Le monoxyde de carbone et son utilisation dans le cyclisme professionnel reviennent sur le devant de la scène. Mais c’est l’un des coureurs les plus en vue de la planète, Jonas Vingegaard, qui a pris une position très significative sur le sujet, qui a déjà fait l’objet d’un certain nombre d’interventions ces dernières semaines. Ces dernières semaines, en effet, est apparue la pratique assez répandue de l’utilisation du monoxyde de carbone pour des mesures physiologiques, liées notamment aux périodes d’entraînement, déjà confirmée dans le passé également par Vingegaard lui-même.
Cependant, quelques rumeurs ont fait état d’une utilisation plus intensive du monoxyde de carbone, qui serait inhalé dans le but d’améliorer les performances. En réponse à ces rumeurs, la International Cycling Union, en la personne de son président David Lappartient, a demandé à la World Anti-Doping Agency d’interdire l’utilisation du gaz et de la considérer comme une pratique dopante. L’UCI elle-même, en ce qui la concerne, devrait bientôt adopter une mesure interdisant l’utilisation du monoxyde de carbone « en dehors d’un environnement médical ».
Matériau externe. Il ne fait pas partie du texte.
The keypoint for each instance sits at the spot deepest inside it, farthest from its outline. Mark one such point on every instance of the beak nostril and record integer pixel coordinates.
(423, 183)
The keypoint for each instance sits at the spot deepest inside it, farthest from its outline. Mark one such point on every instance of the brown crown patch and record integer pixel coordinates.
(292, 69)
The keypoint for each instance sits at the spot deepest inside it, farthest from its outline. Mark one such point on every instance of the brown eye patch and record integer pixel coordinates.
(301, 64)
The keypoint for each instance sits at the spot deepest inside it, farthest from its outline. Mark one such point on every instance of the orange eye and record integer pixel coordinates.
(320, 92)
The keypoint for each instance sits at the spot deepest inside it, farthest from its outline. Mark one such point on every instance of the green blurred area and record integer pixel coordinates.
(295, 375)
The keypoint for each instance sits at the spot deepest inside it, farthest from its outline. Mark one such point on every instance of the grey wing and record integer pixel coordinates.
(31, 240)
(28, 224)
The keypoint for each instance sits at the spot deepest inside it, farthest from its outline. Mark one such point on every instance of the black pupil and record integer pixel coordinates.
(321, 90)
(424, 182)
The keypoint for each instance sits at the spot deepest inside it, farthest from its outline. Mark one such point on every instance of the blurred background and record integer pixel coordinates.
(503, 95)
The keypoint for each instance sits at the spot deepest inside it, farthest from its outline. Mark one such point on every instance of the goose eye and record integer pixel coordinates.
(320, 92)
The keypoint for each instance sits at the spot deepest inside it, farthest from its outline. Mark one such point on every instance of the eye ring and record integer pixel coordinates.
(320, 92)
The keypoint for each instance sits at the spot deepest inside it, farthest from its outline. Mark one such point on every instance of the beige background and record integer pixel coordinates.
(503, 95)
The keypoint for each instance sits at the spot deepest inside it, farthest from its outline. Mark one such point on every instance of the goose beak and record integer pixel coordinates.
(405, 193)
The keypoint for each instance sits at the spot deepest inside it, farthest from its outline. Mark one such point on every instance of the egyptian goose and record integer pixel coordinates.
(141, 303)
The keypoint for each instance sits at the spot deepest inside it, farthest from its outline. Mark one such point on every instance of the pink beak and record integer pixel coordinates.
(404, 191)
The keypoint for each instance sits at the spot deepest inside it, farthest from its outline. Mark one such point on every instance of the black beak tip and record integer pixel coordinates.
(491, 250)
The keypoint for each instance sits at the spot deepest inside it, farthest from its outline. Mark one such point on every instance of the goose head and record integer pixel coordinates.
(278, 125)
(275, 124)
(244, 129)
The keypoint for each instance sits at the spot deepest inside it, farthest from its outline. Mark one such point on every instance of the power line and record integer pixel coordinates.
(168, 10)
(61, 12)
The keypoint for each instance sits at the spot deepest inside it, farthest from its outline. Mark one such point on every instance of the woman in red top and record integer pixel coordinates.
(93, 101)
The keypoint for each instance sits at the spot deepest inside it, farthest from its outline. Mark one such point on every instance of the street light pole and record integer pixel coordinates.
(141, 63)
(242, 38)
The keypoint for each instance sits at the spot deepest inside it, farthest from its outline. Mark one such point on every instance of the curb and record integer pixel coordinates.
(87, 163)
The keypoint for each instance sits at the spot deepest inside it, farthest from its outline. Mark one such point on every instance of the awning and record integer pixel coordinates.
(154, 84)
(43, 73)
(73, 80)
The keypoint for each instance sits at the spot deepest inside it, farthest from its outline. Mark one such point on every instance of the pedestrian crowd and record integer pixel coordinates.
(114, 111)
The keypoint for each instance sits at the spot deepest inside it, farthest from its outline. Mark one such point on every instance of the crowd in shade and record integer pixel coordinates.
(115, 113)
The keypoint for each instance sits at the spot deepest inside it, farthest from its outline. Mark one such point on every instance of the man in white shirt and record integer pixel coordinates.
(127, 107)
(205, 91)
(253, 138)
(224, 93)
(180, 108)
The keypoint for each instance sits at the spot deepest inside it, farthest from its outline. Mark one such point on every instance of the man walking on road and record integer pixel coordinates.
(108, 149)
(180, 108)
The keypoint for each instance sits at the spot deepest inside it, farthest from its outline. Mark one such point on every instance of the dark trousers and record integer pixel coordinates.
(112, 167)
Vingegaard, la star du Visma|Lease a Bike, s’exprime sur la même longueur d’onde que le président de l’UCI : » Mon équipe a utilisé du monoxyde de carbone pour des mesures sur le sang des coureurs « , a déclaré le Danois à Le Monde – On inspire une première fois avant une période d’entraînement en altitude, puis on répète l’opération à la fin de cette période, pour évaluer la consommation maximale d’oxygène de chacun.
Le Danois, vainqueur de deux Tour de France et autant de fois vice-champion de France, souligne toutefois : « Il y a des équipes qui en font un mauvais usage, en inhalant régulièrement de faibles doses de monoxyde de carbone, ce qui est quelque chose qui provoque une amélioration significative des performances de leurs coureurs. Ce n’est pas bien et je pense que l’Agence mondiale antidopage devrait l’interdire ».